At the midstream level, China’s Fong Group is set to establish dyeing and finishing facilities, reflecting a drive to create a more integrated textile supply chain in Uzbekistan. Meanwhile, Red Dragonfly Group has announced plans to open a manufacturing base by 2026, seeing Uzbekistan not only as a cost-effective production hub but also as a gateway to markets in the Middle East and Europe.
Cost Advantages and Incentives
Rising labor costs in China are pushing textile firms to explore overseas production. In Uzbekistan, average monthly wages for skilled workers range between $200–$400, while energy costs are as low as $0.04 per kilowatt-hour—a combination that significantly lowers operating costs compared to China.
Government policies further strengthen Uzbekistan’s appeal. Through Special Economic Zones and tiered incentive packages, foreign investors enjoy income tax holidays of up to ten years depending on investment size. Starting September 2025, the social tax rate for textile firms will be cut to 1% for three years, and imports of blended fabrics and raw materials for leather and sericulture will be exempt from customs duties.
Geopolitics Driving Relocation
Geopolitical dynamics also play a crucial role. With increasing trade frictions between China and the West, including the risk of new EU and U.S. tariffs, Chinese manufacturers are diversifying their supply chains.
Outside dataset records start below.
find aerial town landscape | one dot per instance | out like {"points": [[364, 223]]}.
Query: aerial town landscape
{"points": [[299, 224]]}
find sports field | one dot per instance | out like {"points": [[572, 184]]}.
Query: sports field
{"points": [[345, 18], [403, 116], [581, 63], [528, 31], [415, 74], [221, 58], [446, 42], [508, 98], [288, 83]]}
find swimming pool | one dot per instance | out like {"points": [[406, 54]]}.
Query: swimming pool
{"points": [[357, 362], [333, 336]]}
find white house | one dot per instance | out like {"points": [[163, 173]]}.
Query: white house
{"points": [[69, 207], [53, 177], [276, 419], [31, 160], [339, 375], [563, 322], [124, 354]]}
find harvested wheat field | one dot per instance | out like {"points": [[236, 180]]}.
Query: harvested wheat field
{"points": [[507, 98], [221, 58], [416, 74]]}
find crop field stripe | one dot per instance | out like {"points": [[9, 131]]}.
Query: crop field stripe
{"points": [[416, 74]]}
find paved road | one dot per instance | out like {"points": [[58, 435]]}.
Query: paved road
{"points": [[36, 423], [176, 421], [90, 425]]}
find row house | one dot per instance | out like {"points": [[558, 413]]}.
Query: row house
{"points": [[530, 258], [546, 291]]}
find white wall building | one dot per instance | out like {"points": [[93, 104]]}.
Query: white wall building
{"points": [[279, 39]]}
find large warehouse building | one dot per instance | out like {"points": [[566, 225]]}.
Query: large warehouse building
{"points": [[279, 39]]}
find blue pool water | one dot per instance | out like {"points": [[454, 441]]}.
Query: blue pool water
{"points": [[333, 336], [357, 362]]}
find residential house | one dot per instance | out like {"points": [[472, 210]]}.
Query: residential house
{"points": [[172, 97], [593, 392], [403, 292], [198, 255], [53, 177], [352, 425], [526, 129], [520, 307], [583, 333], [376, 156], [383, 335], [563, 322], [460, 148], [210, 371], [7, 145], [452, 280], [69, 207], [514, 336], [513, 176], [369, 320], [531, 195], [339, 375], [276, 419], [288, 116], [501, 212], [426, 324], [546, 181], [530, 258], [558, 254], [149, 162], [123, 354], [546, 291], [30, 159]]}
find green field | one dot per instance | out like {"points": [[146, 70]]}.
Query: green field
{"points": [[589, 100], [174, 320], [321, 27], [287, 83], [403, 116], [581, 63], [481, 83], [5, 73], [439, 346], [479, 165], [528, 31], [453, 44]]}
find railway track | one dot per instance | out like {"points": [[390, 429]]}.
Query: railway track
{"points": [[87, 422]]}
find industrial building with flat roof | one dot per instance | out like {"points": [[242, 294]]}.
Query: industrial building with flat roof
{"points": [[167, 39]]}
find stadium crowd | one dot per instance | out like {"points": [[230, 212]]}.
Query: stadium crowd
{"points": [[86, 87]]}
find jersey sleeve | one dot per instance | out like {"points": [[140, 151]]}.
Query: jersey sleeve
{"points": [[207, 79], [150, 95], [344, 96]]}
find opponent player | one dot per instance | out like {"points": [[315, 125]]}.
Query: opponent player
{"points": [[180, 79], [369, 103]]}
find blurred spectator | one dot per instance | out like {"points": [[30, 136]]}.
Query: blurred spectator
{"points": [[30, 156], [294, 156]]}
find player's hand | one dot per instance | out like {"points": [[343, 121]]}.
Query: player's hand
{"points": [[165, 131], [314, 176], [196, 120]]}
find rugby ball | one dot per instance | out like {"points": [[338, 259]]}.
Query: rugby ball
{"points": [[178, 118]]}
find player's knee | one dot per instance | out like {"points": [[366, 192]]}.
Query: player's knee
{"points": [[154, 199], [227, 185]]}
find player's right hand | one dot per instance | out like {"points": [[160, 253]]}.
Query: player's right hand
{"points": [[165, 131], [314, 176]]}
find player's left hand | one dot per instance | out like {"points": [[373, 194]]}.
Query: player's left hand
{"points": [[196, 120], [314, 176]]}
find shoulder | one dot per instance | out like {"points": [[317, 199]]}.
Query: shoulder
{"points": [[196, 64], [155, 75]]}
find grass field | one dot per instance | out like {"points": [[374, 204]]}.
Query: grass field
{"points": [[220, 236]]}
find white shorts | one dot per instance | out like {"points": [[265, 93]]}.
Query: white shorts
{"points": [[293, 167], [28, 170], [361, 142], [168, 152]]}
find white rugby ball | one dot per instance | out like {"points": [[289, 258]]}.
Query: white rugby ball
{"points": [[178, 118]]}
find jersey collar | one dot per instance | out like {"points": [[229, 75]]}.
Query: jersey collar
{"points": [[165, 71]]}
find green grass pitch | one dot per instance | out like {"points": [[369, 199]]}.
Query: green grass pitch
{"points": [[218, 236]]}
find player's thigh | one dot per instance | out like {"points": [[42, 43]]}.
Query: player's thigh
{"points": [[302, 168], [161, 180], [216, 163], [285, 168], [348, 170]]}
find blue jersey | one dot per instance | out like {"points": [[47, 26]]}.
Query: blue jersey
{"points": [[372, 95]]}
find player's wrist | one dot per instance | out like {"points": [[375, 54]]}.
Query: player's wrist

Uzbekistan offers a unique advantage under the EU’s GSP+ framework, which allows 66% of its exports to enter Europe duty-free.
By shifting production to Uzbekistan, Chinese companies can rebrand outputs as Uzbek origin, bypassing restrictions that apply to goods shipped directly from China and securing tariff benefits in European markets.
Alignment With Uzbekistan’s 2030 Strategy
This wave of Chinese investment complements the Uzbekistan 2030 Strategy, which emphasizes moving from raw cotton exports to value-added textile production and aims to double textile exports to $7 billion by 2030. Investments in synthetic fiber and viscose yarn are particularly valuable, enabling the country to climb the textile value chain.
At the same time, the growing presence of Chinese companies opens new export opportunities to the Middle East, EU, and China itself—diversifying Uzbekistan’s trade portfolio and reducing reliance on single markets.
Opportunities and Risks
While Chinese investment brings technology, capital, and new export channels, it also raises questions about long-term economic dependence. Heavy reliance on foreign firms could reduce Uzbekistan’s control over its domestic textile sector. Balancing foreign capital with local industry development will be key to ensuring that cooperation remains mutually beneficial.